The role of the audience

Covid has kept audiences at bay this year. There have been substitutes. The New York Mets had 5000 fan cutouts at their opening game just to the right of home plate. Talent shows are running laugh tracks that only kids who grew up in the 70’s can appreciate. Jumbotrons with a checkerboard of fans applauding just isn’t quite the same as the noise of human hands clapping.

Audiences have been taken for granted. They aren’t considered part of the game, a player in the production, but now that they’re tucked away at home, they are missed. Maybe there’s more to the group of folks that show up, past their ticket buying, and pretzel eating and merch consuming.

Zoom offers a setting for an audience versus an on-line gathering. Today I took a class via Zoom and all I was allowed to do was post in chat, raise a hand or ask a question. The moderator was a gatekeeper saying yay or nay to who got an open mike.

Agnes Callard is a philosopher at the University of Chicago and is on a mission to bring the public back into her field of study.

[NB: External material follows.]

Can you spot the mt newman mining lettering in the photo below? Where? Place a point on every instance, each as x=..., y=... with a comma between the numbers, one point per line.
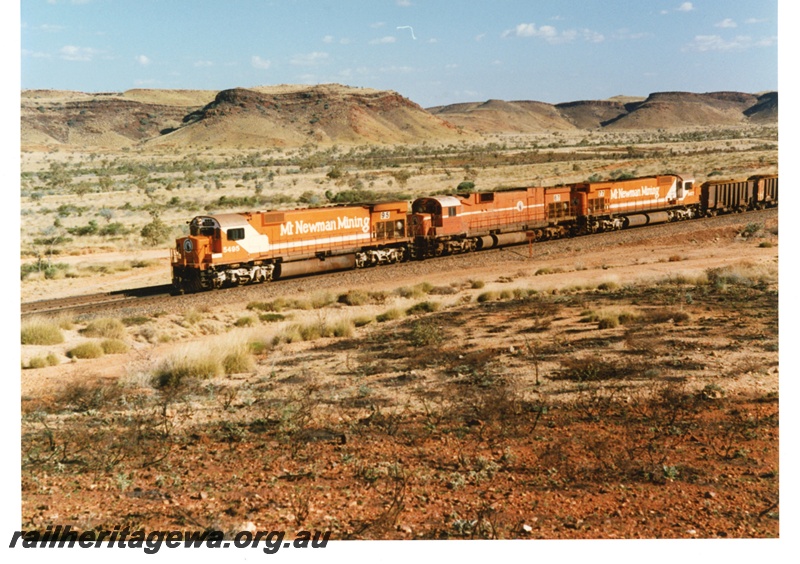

She wants your attention, she wants your engagement, and she wants you to listen. In this recent article run in the NYT, she talks to you –the reader– directly. She challenges her audience not to pre-screen her, not be that moderator who keeps her mike muted when they don’t quite get her and what she is all about.

You are so busy trying to answer this question — trying to serve as judge in the pain/suffering/disadvantage Olympics — that you cannot hear anything I am trying to tell you. And that means I can’t talk to you. No one can sincerely assert words whose meaning she knows will be garbled by the lexicon of her interlocutor. I don’t want privacy, but you’ve forced it onto me.

She counts on you to be her interlocutor, to provide her with a venue to continue her discovery of the truth and the fulfilment of her life.

Isn’t that what the audience at a high school graduation is meant to do? While they listen to pomp and circumstance as the graduates make their way to the podium to receive their diplomas– isn’t the audience saying, “Hey, you did great! You made it this far, we’ll be there with you as you continue this journey.”? It seems like there used to be more of such events, more baptisms, confirmations, more 50th wedding anniversaries. More opportunities to stand behind a couple and as a community say we are behind you; we are here to remind you of the good times so you can endure the hard times; we are here to cook for you when you cannot do for yourself; we are here to be your neighbor.

The audience taking in the Thai boxers sometimes in the ’60’s knows what to do. They watch, they cheer, they make signs of encouragement or reproach towards the refs. You see, the audience is very much a player in all we do. They observe and filter in mitigating ways, they support or fail to show, they filter through all those social cues so we can gradually moderate our behavior. So we can continue to process where and how to spend our time without everything escalating into a protest.

Audiences need a refresher course on how to do their job, and Zoom doesn’t offer it.